Is that what this is? Bo making soup? Is this some sort of… act?
“You okay?” Bo asks, his eyes bouncing around my face, his hand tight around the top of my door.
I release my lip from between my teeth as my knee begins bouncing. “Do you have any allergies?” I ask.
“No.” Bo walks farther into the room, presses his shoulder against the wall next to my dresser, and crosses his arms. “What about you?”
“No. Do you normally cook or order in? What time do you eat? About now?”
“I like to cook, but I’m not any sort of chef. I normally eat around six since I finish work at five. Are you okay? You seem a little—”
“I feel like I’m unravelling, maybe… a tiny bit. I appreciate you cooking, obviously, but I just don’t know what the expectations are moving forward. I guess it’s been a while since I lived with someone…”
Bo nods thoughtfully, his eyes holding on the lamp on the bedside table. “This seems like the same spiral I was having about an hour ago.” He points to the bed, and I nod, shuffling over so he can sit next to me. “I don’t want to overstep,” Bo says, resting his elbows on his knees and clasping his hands between his open legs. “If you want to share this space like roommates—buy our own food, cook for ourselves, share some basic necessities, split costs down the middle—that’s cool with me. But I think a different arrangement would make more sense.”
“Different?” I ask.
“Less separate, I guess. I think I worked out a solution for the bills and money side of things. As far as the household chores go, cooking or whatever else, I think we should take turns.”
“So, like, every other night, I’ll cook dinner?”
“But sometimes you close at the café, right? So why don’t I cook, since my schedule stays the same?”
“Then what do I do?”
“Clean up after dinner?”
“And what about the rest of the house? Do you keep things super clean? Do you have some sort of routine I should know about? A task you hate that I could do?”
“After my surgery, I hired a company to send someone to clean once a week, so it’s more just that we have to tidy up after ourselves.”
I add that to the list of expenses and wonder how much this home, Bo’s lifestyle, costs to maintain. Does he shop at the type of grocery stores with butcher counters and organic produce or the kind where you can buy lawn furniture alongside your milk? That may be a determining factor in how we proceed. Can I even afford half of his life?
“So what about money?

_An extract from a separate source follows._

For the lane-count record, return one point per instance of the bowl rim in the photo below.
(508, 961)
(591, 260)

Splitting everything in half seems right to me, but I don’t know what your bills are.”
“My suggestion is a bit more complicated than that.”
I raise a brow, waiting for him to continue.

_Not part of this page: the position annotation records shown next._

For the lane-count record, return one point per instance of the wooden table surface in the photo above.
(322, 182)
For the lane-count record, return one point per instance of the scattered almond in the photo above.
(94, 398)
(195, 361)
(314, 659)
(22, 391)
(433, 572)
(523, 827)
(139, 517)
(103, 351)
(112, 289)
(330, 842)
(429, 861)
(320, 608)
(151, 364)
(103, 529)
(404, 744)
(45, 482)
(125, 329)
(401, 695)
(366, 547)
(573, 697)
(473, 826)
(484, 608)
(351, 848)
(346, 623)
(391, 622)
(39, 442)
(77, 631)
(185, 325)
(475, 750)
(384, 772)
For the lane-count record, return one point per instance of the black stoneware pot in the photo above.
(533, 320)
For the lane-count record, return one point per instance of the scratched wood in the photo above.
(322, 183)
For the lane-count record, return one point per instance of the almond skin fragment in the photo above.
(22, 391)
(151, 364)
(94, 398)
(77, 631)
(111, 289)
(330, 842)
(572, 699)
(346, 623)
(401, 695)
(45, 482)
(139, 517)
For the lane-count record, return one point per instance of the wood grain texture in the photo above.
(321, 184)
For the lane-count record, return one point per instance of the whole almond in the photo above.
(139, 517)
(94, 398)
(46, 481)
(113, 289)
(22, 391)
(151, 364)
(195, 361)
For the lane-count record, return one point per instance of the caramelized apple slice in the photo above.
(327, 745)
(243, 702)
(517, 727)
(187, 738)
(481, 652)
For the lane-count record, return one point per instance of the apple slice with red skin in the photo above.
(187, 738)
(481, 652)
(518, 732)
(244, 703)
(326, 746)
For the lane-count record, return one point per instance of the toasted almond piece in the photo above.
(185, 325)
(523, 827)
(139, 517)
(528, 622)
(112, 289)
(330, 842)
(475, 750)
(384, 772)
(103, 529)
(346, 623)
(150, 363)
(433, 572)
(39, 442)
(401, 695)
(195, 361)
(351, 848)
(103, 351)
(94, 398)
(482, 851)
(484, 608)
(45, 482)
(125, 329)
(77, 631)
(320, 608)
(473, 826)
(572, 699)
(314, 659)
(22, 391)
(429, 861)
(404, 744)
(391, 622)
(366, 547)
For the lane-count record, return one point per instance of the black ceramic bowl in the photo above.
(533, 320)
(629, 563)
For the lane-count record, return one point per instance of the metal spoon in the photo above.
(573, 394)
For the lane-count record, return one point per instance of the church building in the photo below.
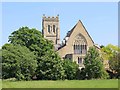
(75, 44)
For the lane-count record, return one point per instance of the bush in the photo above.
(18, 62)
(93, 65)
(71, 69)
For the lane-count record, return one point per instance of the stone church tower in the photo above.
(51, 29)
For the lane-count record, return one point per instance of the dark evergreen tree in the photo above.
(94, 65)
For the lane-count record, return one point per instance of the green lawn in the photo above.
(62, 84)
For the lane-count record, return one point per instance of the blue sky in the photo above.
(100, 19)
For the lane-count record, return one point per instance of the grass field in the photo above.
(61, 84)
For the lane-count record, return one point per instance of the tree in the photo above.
(32, 39)
(114, 64)
(71, 69)
(94, 65)
(18, 62)
(50, 67)
(109, 51)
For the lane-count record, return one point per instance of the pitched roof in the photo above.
(70, 32)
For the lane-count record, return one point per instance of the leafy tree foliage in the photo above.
(93, 65)
(71, 69)
(109, 51)
(49, 63)
(18, 62)
(50, 67)
(114, 64)
(32, 39)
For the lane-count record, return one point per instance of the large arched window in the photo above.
(80, 45)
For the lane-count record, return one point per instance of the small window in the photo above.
(54, 28)
(49, 28)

Bo rises off the bed slightly, taking his phone out of his back pocket. “I know you said you wanted to pay half, and I don’t want to dismiss that, but I think this solution is something we can both agree on.” He holds out his phone between us, showing me a pie chart with a list of numbers below it that mean absolutely nothing to me.

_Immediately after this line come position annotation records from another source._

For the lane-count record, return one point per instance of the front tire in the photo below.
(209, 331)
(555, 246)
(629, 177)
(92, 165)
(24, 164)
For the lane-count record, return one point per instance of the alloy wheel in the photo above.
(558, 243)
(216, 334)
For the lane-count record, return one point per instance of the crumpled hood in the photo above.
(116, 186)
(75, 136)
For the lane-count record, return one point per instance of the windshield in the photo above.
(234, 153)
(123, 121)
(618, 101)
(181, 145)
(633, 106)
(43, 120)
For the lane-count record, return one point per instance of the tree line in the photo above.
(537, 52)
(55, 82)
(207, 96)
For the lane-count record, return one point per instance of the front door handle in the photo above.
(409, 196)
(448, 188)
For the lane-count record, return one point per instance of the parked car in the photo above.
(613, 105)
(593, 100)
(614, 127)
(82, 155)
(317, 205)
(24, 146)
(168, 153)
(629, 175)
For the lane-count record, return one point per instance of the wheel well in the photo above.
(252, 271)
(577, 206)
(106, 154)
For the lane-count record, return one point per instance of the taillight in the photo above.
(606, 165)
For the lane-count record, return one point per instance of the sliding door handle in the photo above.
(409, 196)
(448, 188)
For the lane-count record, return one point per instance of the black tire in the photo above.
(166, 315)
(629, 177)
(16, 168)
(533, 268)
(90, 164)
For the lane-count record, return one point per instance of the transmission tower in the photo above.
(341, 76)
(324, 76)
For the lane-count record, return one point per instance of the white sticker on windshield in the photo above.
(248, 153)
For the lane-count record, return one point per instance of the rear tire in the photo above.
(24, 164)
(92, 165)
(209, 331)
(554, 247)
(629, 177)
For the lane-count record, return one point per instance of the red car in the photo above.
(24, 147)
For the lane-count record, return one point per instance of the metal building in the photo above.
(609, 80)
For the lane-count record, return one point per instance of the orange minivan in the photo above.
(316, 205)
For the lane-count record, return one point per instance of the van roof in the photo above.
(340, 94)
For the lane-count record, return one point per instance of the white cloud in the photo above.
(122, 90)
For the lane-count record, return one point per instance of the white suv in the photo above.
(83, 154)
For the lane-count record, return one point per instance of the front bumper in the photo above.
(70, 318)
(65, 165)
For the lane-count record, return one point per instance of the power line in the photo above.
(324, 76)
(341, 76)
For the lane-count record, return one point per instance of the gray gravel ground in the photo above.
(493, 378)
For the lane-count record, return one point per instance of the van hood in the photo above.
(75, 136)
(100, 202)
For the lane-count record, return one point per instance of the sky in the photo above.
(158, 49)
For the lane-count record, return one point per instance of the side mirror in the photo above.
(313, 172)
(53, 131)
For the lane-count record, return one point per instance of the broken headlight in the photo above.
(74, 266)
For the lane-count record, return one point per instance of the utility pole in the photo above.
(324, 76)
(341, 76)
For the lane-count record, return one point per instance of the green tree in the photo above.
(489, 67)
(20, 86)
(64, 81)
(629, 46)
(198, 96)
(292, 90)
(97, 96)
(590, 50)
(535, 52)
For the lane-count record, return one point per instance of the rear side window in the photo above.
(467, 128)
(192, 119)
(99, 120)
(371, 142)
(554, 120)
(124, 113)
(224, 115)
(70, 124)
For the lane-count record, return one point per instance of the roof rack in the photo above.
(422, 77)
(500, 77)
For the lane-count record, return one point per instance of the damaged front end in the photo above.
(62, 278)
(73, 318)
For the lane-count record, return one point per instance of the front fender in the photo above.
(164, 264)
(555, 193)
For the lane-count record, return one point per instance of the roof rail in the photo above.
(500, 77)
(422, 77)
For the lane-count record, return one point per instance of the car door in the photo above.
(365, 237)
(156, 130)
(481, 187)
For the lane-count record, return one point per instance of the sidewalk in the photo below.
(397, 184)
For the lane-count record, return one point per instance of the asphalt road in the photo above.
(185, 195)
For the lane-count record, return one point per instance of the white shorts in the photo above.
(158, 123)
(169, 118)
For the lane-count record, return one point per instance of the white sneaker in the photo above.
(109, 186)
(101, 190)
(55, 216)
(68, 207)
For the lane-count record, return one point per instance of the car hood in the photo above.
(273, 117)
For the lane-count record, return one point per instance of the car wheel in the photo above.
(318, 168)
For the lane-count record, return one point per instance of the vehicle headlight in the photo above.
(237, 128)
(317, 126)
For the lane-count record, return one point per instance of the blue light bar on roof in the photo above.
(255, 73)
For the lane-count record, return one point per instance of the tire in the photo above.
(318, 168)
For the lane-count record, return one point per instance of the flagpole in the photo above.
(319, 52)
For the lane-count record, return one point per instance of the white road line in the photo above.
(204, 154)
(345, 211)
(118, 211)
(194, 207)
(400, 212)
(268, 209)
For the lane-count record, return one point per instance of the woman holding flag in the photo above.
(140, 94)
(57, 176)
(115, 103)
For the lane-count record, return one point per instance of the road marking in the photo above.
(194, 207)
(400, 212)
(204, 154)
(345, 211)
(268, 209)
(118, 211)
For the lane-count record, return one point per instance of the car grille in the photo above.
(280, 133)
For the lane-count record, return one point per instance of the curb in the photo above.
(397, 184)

I stare at it for a few long seconds before I give up. “What am I looking at here?”
He moves closer, our thighs touching, as he enthusiastically shows me around the screen. “Okay, this is our total yearly household income.” He circles the entire pie chart with his finger. “And this is the percentage of that income that I make.” He points to the much larger portion of the chart, coloured purple. His knee nudges mine, and I have to reset to focus on what he’s saying. I’m glad my math teachers weren’t as distractingly handsome as Bo. I’d have never gotten my diploma.
“This system splits everything proportionally. I put in our expected monthly expenses, including two additional savings accounts I’ve set up that we’ll both contribute to. One is for housing and moving costs you have in the future, whatever you decide to do. The second is for the baby—furniture, diapers, clothes, whatever else. I then multiplied the total of our expenses by each of our percentages to see how much each of us should contribute overall.”